The LZ collaboration is a merger of previous dark matter detection collaborations, LUX and ZEPLIN, representing 29 universities and national laboratories from the United States and Europe. The proposed detector will sit in the Davis Cavern of the Homestake Mine, part of the Sanford Underground Research Facility in Lead, SD. The LZ detector will essentially be a larger version of LUX, employing liquid xenon as its dark matter target. As demonstrated by LUX and a host of other detectors, the two-phase, time-projection technique of detection in xenon is an effective way to provide three-dimensional position and energy reconstruction. Owing to its unprecedentedly large proposed size, however, LZ presents a set of unique challenges, which the McKinsey group is addressing currently in our R&D efforts funded by the NSF.

High Voltage

The McKinsey group has developed a warm feedthrough design for LZ, which will be tested in a liquid argon (LAr) system in the Wright Nuclear Structure Laboratory at Yale (setup depicted to the left). This device has been designed to handle the 100,000s of volts needed to create the strong drift field in the large detection volume of LZ. An alternative to the feedthrough technique is the internal generation of high voltage by a multiplying circuit.
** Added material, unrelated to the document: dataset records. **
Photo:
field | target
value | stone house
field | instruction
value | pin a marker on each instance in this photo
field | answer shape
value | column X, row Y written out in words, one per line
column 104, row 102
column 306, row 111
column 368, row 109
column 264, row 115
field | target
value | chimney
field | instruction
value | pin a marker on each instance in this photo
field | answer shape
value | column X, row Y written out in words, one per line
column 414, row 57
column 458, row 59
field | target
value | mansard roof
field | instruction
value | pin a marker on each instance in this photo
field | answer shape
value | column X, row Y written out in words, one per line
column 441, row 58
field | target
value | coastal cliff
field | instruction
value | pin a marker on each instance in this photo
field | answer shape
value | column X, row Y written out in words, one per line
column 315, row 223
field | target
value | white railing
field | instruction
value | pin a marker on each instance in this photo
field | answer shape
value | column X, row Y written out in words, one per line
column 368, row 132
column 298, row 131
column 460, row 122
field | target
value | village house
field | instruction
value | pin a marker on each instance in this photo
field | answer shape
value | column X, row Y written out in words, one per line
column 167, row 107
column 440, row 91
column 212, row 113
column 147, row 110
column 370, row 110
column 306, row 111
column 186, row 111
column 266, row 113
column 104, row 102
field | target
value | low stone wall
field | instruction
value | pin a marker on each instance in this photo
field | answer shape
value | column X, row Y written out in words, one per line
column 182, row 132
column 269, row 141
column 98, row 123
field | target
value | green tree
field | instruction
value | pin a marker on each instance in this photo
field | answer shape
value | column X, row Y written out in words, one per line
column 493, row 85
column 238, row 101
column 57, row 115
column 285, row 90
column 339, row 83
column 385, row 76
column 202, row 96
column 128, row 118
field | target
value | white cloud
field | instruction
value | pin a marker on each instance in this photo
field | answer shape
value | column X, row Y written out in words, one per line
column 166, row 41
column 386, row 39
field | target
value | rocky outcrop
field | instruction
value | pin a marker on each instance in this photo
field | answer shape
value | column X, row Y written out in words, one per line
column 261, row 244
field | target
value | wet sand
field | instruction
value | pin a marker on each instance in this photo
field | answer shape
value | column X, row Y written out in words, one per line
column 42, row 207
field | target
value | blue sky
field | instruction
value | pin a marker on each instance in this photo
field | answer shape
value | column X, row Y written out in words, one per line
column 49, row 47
A Cockcroft-Walton circuit has been designed and will be assembled for testing in the LAr setup after the feedthrough.


Backgrounds must be well understood for a rare event search with a detector of LZ’s size and sensitivity. Simulations will tell us with what rate above background a WIMP dark matter signal should appear, while also revealing LZ’s potential for solving other fundamental physics problems like neutrinoless double beta decay. Xe-136 is known to undergo double beta decay, and this isotope occurs in xenon with a natural abundance of 8.8%. Observation of neutrinoless double beta decay would have major implications for our understanding of neutrino physics.